Basically you don’t have the audit log indexed. Go to Kibana Monitoring and try to adjust the time filter to fetch old monitoring data, for example, last month, last year, etc. Do you see any data?

Then I looked at health https://github.com/NetwarSystem/elktrouble/blob/master/health.txt
Probably you have too many shards.

A good rule-of-thumb is to ensure you keep the number of shards per node below 20 per GB heap it has configured. A node with a 30GB heap should therefore have a maximum of 600 shards, but the further below this limit you can keep it the better. https://www.elastic.co/blog/how-many-shards-should-i-have-in-my-elasticsearch-cluster

That is an excellent post - I’ve been lacking wisdom for large scale stuff like that.

We have three physical hosts that each have three data VMs.
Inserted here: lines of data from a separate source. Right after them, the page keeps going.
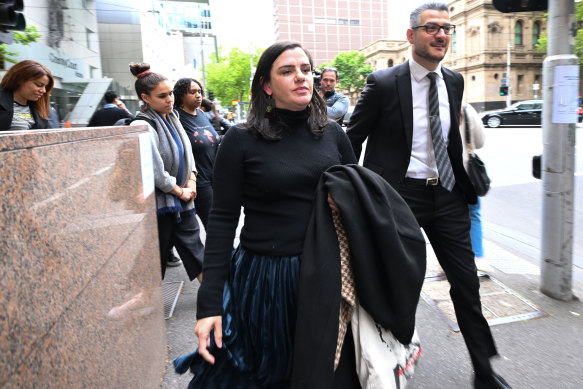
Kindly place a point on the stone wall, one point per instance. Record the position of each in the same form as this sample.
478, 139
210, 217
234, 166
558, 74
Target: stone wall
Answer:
80, 301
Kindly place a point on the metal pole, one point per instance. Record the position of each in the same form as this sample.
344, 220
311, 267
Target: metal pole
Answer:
202, 59
558, 152
508, 98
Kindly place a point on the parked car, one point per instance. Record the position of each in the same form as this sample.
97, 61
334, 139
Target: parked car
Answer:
524, 112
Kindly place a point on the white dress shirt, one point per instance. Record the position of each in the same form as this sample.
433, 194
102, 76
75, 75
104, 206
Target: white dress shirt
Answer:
422, 164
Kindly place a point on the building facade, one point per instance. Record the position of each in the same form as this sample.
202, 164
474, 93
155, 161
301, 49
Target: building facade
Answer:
479, 49
329, 27
68, 46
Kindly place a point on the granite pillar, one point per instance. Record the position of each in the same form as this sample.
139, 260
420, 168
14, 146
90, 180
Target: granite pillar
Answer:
80, 283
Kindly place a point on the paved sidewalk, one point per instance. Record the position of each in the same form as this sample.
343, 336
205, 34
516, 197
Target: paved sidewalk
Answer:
540, 353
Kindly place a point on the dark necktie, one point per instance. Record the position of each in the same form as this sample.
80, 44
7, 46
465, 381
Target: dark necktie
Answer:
444, 169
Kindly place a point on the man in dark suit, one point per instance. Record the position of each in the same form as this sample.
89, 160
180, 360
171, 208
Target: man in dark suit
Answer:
411, 120
113, 110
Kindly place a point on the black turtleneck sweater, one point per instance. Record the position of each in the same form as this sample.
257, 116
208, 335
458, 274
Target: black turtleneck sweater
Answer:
275, 182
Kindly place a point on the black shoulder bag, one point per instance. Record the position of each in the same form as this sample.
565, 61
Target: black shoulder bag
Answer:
476, 168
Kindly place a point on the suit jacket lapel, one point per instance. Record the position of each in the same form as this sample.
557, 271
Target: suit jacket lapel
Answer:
406, 98
454, 98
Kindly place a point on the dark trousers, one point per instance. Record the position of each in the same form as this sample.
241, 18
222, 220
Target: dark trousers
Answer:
444, 217
185, 236
203, 202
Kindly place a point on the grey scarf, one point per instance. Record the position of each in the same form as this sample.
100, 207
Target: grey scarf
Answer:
169, 151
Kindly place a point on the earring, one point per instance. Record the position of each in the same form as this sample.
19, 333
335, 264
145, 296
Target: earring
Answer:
269, 109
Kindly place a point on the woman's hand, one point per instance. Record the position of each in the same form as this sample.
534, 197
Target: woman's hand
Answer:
203, 331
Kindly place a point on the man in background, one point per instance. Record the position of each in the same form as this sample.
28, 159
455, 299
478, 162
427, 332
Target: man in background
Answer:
409, 114
113, 110
337, 103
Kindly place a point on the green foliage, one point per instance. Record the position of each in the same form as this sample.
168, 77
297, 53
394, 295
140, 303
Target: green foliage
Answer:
230, 77
352, 71
25, 38
7, 55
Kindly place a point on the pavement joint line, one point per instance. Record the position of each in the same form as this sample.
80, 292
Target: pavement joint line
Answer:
499, 316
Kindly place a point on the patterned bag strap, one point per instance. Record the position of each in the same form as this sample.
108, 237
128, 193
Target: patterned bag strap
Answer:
348, 295
468, 134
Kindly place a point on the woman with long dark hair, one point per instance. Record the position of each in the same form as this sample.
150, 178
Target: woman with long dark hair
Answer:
270, 166
175, 173
188, 94
25, 95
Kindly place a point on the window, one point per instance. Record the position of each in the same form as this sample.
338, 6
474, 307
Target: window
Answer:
91, 40
535, 33
519, 82
518, 33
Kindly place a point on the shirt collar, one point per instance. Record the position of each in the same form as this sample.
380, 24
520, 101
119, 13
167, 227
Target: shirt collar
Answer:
419, 72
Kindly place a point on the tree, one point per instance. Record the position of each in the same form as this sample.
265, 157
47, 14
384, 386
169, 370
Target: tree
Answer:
25, 38
230, 77
352, 70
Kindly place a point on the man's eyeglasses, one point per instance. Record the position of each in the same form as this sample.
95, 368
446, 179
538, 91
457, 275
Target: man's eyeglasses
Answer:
433, 29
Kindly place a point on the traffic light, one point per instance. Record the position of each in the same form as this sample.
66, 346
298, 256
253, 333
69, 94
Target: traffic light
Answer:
520, 5
11, 17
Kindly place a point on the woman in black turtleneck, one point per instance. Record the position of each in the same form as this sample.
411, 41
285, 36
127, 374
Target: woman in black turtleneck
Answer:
271, 166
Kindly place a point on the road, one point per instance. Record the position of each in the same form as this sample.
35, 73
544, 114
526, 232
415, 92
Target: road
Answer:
512, 210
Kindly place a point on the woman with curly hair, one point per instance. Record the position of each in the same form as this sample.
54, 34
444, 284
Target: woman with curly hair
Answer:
175, 172
270, 166
204, 139
24, 96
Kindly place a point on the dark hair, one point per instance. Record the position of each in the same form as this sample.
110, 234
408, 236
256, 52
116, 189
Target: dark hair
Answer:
110, 96
181, 89
30, 70
208, 106
273, 129
330, 69
147, 80
415, 16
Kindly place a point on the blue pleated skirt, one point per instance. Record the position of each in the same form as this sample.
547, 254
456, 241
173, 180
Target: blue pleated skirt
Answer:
259, 302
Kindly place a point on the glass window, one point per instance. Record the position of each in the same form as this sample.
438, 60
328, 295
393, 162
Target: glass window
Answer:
518, 33
535, 33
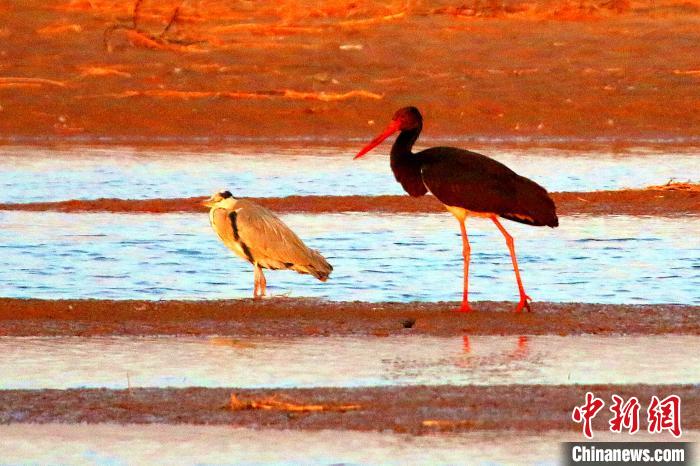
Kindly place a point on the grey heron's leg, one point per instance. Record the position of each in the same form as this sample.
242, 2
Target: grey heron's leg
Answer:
256, 274
524, 298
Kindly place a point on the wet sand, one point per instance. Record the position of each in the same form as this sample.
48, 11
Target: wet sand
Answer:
222, 71
414, 410
668, 203
285, 317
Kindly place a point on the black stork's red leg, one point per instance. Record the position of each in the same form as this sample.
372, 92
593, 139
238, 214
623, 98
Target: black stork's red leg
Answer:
468, 184
466, 253
524, 298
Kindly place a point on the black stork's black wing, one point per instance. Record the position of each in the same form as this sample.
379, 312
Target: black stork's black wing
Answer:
478, 183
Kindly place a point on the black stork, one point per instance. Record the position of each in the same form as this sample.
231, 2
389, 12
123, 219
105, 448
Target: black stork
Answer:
469, 185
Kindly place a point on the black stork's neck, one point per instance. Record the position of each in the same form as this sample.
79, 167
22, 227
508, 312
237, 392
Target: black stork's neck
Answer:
404, 143
405, 164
Two of them have 192gb of ram, the third has just 128gb. When we started we had to cram things into just a pair of machines so the three way sharding made sense, and I thought that 192gb of ram should be sliced three ways due to the Java pointers limit that kicks in at 32gb. We route based on host ID - so we can take any two machines down and should still have all of our data.
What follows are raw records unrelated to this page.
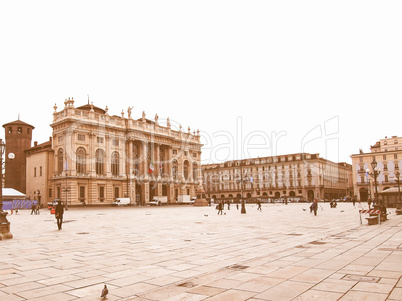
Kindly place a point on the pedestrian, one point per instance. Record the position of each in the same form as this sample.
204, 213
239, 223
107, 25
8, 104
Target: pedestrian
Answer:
220, 208
33, 208
315, 206
59, 214
259, 205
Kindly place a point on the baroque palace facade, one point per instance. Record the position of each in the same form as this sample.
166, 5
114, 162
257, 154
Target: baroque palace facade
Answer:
387, 153
295, 176
94, 158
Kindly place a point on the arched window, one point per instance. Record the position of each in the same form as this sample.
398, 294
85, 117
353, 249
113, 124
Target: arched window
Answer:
80, 160
185, 169
115, 163
195, 171
100, 162
136, 158
175, 167
60, 155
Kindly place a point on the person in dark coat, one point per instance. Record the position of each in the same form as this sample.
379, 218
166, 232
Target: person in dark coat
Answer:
259, 205
220, 207
59, 214
315, 206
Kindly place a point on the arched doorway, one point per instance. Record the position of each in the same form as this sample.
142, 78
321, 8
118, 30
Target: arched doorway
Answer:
138, 193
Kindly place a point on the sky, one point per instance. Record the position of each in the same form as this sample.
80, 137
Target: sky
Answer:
257, 78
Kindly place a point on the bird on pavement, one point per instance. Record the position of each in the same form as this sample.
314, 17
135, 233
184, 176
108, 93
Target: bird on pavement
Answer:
105, 291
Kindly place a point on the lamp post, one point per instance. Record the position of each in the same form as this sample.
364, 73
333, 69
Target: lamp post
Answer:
243, 205
4, 223
396, 178
375, 173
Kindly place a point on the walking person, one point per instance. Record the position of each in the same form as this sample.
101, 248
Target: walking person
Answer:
315, 206
220, 208
33, 208
59, 214
259, 205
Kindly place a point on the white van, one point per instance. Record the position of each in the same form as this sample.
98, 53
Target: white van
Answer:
122, 202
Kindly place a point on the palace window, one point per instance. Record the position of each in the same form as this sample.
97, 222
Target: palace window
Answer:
175, 167
100, 162
80, 160
60, 161
185, 169
115, 163
116, 192
101, 193
195, 171
136, 157
82, 193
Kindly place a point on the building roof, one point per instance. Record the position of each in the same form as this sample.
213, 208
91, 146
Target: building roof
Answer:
18, 122
390, 190
88, 107
43, 147
11, 192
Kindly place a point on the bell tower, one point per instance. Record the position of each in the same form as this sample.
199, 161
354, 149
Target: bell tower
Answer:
18, 136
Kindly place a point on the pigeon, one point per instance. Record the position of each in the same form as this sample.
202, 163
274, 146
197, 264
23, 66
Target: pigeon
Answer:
105, 291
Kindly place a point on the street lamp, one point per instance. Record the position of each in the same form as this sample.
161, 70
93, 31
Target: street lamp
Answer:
4, 223
396, 178
243, 205
375, 173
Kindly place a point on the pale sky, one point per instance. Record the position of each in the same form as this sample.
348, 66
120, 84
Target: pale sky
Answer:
276, 77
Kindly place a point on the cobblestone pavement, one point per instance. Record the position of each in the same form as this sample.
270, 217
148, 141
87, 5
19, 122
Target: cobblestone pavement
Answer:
190, 253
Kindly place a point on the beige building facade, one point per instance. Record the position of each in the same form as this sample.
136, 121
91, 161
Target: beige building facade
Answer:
39, 171
294, 176
387, 153
97, 158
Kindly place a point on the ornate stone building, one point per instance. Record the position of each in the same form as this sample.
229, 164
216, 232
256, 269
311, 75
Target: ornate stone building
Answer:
18, 136
294, 176
98, 158
387, 153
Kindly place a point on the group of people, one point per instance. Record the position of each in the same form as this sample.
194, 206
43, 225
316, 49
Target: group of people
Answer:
35, 208
314, 207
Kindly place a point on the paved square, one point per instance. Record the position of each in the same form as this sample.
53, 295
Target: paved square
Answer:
191, 253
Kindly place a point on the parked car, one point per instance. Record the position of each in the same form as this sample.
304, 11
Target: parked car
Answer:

Am going to purge some unneeded indices, and upping available ram for the JVMs. This will take the better part of the day, will check back once it’s finished. TYVM.

Adjusting JVM heap sized turned out to be an utter disaster - loss of large indices during the process. But lets go ahead and close this, the upgrade is complete.

Sorry to hear. Weren’t you been able to restore the indices from backup?

This topic was automatically closed 21 days after the last reply. New replies are no longer allowed.